In addition to being less sensitive to variability caused by episodic weather events, total annual HV better captures cumulative effects of year‐to‐year variability in nutrient loads, as illustrated by the largest improvement in performance when relating this metric to a more comprehensive estimate of total watershed loads (Table 1). Annual HV also has the benefit of incorporating climate change effects because it combines hypoxic volume and duration into one metric without being biased by climate‐driven shifts in the timing or location of hypoxia (Irby et al. 2018). By representing a more integrated, annual‐scale estimate of oxygen depletion, total annual HV may also capture a broader measure of living resource habitat limitation over the annual cycle.
However, monthly forecasts might be more informative if they capture more temporally dynamic representations of hypoxia severity within a year. Given the wide range of oxygen vulnerability among marine species (e.g., Vaquer‐Sunyer and Duarte 2008), forecasts that quantify periods of both low and high hypoxia severity during a year may allow for more species‐specific quantification of potential habitat loss and physiological stress. For example, many benthic invertebrates, which are an important forage base for finfish communities, can tolerate some degree of hypoxia (e.g., Modig and Olafsson 1998), but more severe hypoxia has more widespread ecosystem effects (Vaquer‐Sunyer and Duarte 2008, Sturdivant et al. 2014). Thus, as some organisms may be able to tolerate modest and extensive hypoxia but cannot tolerate the most severe periods (Brady et al. 2009), it might be important to trade increased uncertainty for the shorter‐term metric. Trade‐offs like this will likely play out in developing most ecological forecasts, where the chosen time frame for prediction is ultimately a function of the ecological target of interest and may include indices for both duration and spatial extent to represent the time–space integration of habitat availability.
Uncertainty characterization
Quantifying and communicating uncertainty is crucial when forecasts and scenarios are used for environmental decision making (Clark et al. 2001, Harwood and Stokes 2003, Irby and Friedrichs 2019).

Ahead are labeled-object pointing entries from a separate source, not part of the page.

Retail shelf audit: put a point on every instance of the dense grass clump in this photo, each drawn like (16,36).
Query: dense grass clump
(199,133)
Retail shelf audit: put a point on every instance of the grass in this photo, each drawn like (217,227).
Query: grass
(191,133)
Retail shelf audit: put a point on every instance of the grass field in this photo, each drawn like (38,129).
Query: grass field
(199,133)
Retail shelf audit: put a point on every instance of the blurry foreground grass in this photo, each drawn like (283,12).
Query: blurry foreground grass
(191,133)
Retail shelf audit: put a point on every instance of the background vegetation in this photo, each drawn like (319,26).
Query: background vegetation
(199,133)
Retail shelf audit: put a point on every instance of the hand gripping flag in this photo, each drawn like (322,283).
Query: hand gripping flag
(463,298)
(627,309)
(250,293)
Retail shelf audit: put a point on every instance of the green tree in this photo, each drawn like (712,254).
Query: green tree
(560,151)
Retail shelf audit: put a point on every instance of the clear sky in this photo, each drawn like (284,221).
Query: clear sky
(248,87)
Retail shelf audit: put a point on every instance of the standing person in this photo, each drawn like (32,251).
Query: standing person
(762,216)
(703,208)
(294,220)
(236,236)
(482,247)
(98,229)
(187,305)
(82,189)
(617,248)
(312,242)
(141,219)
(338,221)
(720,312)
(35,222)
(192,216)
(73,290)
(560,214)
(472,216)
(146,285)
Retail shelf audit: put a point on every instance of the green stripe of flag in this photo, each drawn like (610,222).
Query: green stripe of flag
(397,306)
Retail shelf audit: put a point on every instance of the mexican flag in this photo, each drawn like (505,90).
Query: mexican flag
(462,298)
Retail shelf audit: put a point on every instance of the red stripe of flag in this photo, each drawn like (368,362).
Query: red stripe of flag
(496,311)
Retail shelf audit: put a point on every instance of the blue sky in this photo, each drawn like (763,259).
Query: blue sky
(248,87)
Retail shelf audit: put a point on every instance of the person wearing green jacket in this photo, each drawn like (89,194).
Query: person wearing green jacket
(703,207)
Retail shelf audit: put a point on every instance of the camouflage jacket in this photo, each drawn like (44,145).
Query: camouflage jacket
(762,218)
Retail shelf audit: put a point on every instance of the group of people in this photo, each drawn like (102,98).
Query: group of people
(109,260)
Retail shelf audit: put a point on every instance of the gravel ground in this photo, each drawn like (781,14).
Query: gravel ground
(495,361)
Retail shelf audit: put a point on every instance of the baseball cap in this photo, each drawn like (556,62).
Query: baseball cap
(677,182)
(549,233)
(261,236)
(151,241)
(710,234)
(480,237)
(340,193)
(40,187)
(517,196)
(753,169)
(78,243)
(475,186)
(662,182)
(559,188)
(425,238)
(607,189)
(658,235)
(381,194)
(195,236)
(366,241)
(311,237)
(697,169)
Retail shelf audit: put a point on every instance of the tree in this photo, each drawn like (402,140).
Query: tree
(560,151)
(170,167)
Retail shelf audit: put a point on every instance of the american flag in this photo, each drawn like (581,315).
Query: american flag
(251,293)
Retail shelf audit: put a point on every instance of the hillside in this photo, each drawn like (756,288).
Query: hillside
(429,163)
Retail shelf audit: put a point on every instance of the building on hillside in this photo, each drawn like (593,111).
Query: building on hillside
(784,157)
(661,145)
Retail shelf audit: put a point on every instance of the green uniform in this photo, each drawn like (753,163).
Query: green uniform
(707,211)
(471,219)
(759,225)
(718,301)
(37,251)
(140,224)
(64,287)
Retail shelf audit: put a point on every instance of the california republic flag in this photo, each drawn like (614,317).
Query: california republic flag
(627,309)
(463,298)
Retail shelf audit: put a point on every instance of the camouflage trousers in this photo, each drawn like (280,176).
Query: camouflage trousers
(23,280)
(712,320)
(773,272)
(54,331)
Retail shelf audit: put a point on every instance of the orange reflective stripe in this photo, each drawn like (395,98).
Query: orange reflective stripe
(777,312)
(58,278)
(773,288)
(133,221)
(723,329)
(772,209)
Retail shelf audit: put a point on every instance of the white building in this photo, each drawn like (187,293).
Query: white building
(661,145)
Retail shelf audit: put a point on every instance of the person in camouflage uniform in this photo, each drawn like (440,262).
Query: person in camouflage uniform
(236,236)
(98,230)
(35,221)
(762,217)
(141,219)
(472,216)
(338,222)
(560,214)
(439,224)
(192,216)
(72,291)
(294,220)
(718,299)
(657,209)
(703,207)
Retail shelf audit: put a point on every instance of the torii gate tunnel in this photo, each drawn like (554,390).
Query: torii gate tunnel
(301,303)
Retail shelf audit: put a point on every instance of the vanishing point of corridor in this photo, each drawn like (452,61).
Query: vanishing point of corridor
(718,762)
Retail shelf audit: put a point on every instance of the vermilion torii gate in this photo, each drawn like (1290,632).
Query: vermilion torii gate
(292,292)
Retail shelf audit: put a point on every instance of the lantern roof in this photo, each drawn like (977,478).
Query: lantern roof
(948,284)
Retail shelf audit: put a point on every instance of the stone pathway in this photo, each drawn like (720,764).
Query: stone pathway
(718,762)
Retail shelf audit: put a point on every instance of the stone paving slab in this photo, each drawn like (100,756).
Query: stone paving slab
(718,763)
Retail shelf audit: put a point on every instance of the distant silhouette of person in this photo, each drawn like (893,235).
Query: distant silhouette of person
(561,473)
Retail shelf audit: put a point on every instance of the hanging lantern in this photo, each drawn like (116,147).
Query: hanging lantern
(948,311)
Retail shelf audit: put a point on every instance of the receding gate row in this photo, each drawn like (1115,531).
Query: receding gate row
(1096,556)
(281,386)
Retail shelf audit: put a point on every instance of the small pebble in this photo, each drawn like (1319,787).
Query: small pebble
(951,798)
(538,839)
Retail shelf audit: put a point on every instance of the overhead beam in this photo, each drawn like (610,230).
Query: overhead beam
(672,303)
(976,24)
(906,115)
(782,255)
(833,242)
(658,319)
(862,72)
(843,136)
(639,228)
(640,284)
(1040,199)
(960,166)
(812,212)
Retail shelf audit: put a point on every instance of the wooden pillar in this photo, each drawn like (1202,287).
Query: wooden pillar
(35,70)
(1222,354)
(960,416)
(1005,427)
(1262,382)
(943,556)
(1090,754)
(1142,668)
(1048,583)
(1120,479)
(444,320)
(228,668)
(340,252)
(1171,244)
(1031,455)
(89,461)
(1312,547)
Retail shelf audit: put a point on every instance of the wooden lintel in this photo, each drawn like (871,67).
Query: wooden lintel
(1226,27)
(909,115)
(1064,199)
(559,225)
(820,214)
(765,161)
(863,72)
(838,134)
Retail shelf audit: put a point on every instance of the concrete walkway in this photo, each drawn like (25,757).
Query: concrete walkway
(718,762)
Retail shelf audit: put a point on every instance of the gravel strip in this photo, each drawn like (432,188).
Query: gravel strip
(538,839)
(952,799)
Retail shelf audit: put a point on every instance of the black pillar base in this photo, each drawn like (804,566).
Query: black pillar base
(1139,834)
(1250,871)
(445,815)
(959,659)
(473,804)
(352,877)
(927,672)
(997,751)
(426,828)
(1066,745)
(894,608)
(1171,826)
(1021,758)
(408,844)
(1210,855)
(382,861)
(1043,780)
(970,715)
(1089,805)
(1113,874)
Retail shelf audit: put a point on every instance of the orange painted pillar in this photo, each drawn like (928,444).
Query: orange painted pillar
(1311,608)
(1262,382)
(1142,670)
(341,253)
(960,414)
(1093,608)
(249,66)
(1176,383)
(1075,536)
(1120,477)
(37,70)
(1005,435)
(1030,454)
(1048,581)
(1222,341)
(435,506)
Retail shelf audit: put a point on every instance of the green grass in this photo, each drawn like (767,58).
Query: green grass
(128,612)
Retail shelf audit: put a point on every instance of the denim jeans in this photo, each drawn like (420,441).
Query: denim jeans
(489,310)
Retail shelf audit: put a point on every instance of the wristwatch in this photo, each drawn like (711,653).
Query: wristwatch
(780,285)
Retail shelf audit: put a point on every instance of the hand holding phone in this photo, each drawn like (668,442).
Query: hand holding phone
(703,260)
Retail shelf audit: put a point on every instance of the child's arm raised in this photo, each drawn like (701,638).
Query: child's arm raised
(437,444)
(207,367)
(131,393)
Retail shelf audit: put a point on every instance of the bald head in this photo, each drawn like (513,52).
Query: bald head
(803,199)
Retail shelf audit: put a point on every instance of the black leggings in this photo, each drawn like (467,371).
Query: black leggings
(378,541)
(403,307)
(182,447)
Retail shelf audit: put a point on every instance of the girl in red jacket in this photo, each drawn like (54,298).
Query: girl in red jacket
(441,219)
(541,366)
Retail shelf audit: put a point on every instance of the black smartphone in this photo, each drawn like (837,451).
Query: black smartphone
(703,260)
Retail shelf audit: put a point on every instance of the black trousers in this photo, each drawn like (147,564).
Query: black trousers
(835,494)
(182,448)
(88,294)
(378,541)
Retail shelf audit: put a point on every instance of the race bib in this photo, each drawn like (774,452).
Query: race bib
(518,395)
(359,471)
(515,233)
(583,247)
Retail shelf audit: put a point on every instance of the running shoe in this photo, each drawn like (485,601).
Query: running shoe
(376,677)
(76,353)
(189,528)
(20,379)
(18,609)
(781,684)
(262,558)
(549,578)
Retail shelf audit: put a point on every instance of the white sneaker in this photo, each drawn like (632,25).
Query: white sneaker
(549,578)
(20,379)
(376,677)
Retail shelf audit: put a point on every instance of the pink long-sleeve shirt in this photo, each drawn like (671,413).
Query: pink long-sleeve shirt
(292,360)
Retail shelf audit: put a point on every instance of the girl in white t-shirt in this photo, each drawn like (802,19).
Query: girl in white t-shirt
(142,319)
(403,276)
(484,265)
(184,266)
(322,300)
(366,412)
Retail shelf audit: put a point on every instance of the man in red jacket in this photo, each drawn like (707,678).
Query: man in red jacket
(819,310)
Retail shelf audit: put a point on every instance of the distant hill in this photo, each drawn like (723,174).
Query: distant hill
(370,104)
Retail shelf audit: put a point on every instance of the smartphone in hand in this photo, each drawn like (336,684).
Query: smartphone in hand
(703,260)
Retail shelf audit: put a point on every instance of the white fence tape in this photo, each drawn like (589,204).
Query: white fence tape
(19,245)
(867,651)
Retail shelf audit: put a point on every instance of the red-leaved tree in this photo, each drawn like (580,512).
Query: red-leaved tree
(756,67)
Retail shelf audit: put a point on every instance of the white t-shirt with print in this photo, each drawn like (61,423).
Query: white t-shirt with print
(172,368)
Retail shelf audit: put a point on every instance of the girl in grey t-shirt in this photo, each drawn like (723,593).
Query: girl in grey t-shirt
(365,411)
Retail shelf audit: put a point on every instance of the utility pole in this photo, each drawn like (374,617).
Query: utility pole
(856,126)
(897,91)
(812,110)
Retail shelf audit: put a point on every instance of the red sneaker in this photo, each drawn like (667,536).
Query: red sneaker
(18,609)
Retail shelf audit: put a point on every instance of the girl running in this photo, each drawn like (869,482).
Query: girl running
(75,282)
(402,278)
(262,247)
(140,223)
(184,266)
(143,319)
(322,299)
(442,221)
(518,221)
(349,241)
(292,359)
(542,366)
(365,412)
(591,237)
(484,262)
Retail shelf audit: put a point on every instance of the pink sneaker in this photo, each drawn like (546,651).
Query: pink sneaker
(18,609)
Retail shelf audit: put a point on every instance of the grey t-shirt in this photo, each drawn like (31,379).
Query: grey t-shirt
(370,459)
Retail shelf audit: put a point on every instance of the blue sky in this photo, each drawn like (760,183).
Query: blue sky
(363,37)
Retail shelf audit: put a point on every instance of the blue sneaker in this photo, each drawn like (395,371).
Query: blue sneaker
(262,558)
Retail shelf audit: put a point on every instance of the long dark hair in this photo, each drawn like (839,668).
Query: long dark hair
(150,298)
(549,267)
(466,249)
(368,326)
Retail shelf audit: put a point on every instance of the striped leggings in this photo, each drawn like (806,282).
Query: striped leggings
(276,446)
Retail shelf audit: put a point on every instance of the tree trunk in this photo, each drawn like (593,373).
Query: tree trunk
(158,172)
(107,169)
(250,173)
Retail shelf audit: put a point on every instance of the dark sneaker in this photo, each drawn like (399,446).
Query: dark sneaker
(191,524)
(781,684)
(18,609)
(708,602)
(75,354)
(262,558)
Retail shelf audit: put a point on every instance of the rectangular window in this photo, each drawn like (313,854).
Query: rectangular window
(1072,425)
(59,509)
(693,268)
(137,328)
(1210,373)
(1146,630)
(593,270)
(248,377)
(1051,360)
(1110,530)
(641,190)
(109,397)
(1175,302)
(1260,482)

A rigorous and transparent characterization of forecast uncertainty enables stakeholders and policy makers to (1) get a realistic picture of the current state of scientific knowledge of the process being predicted, (2) quantitatively evaluate the risk associated with a range of possible future outcomes and make decisions accordingly, and (3) prioritize future investments to fill knowledge gaps that are responsible for the largest sources of uncertainty (Pappenberger and Beven 2006, Dietze et al. 2018). The relative magnitude of different error sources provides useful insights on where to focus future research efforts to reduce forecast error (Obenour et al. 2014, Bertani et al. 2016, Del Giudice et al. 2020). The hierarchical approach demonstrated here provides a means to quantify multiple sources of uncertainty, including parameter uncertainty, model prediction error, and HV measurement error. Although model predictive performance did not change when incorporating multiple sets of HV estimates, the separate characterization of measurement and prediction error led to wider, but more realistic, prediction intervals (Cressie et al. 2009). The ability to separate different sources of uncertainty explicitly also allowed us to develop different types of predictive intervals, depending on which types of uncertainty are of interest (Fig. 4; see “Management scenario application”).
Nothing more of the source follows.